We have a report from Jonathan Rugman of Independent Television News.
JONATHAN RUGMAN: In the streets leading up to Tahrir Square, it was as if the army's pledge to step down from power had never happened. A tear gas canister landed amid the crowd, but as has happened so often today, a protester picked it up and threw it back.
Most of those involved looked like teenagers. Some seemed just out for a fight. Others had seen their friends gassed or shot and they were seeking revenge, and all day, every few minutes, the blare of ambulances ferrying the injured. Protesters advanced across the barricades towards the Interior Ministry and the police, until late this afternoon, when the army moved in -- peace at last, after five days of fighting, as word emerged of a ceasefire.
MAN: This is the time of ceasefire. Alhamdulillah. By our reconciliation. Alhamdulillah.
JONATHAN RUGMAN: This religious academic told us he had helped broker it and that a cleaning-up operation was under way.
MAN: Now they are cleaning the square. Come in.
JONATHAN RUGMAN: Some waved their gas canisters like captured trophies. Others said any peace with Egypt's supreme military commanders, known as SCAF, could never last until they were driven from power.
MAN: What you see of the cleaning of the street, this is just a preparing of the next battle. The war between us and in SCAF does not end and it is not finished, and until the SCAF, all the SCAF go away.

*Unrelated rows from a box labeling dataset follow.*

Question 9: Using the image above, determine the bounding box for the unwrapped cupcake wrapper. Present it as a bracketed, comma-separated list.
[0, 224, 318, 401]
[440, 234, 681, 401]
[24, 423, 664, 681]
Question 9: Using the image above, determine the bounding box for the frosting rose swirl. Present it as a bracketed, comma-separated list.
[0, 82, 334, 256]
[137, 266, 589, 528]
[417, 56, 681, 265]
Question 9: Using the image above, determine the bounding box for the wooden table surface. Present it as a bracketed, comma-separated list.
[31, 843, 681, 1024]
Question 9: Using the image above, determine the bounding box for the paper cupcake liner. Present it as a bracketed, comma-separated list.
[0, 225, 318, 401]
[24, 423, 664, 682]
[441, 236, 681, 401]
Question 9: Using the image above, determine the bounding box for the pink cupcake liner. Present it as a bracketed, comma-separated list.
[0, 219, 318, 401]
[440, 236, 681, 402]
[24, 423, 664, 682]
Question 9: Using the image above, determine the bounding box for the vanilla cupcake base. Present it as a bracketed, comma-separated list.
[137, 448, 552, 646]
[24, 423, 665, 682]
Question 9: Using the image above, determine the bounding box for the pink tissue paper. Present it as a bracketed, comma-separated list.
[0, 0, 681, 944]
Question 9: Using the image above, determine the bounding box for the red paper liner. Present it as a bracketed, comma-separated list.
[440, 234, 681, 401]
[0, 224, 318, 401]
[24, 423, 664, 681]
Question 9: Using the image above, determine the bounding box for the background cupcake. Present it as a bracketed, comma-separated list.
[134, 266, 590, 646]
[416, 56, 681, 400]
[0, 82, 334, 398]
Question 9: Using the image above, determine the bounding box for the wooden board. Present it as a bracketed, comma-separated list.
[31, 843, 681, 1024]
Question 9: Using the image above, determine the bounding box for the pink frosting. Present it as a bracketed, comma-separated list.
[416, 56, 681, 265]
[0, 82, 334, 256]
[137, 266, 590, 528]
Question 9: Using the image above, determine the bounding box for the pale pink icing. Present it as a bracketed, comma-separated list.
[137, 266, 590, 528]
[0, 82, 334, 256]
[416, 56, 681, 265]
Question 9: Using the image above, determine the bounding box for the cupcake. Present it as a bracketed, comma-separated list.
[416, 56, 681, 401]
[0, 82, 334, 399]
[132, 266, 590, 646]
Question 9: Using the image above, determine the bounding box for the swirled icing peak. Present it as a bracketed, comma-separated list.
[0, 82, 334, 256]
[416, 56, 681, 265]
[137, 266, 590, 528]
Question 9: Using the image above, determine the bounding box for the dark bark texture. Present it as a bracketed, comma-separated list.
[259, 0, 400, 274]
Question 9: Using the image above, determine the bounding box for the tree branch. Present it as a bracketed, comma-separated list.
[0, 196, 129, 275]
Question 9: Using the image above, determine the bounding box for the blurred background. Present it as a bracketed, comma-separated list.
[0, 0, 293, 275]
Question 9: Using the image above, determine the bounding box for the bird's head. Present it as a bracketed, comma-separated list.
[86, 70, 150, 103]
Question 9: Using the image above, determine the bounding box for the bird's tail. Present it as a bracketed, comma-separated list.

JONATHAN RUGMAN: The shooting and tear gassing from the end of this street has now stopped. The army has moved in, in front of the police lines. Local committees have been set up pushing the people back towards Tahrir Square and away from the police.
And the only way the army can draw a line under this crisis is making sure that the violence does not break out again. But now it has. Just after dusk, it started, bullets and heavy tear gas, the gas spilling into Tahrir Square, where thousands have been running for cover. Egypt's political crisis apparently is unresolved as it was when the day began.
At Cairo's main morgue this morning, we saw two corpses arriving within 10 minutes of each other. The ambulance drivers told us both two men had been shot and killed. "The people who fired at us were wearing riot police uniforms," said a protester who claims he saw his friend killed. "We need his parents to identify the body," he said.
Then a coffin emerged. Inside was a 25-year-old man. One of the city coroners told us he was one of the 21 shot dead since Sunday and that gunfire had been the biggest cause of death. The dead man's relatives gave us their mobile phone video, clearly showing the bullet wounds.
"I don't know who to blame," said his uncle.
Both the army and the Interior Ministry say it wasn't them, but the killing continues. And the more coffins, the more likely it is that Egypt's cycle of violence carries on and even more faith in Egypt's military rulers ebbs away.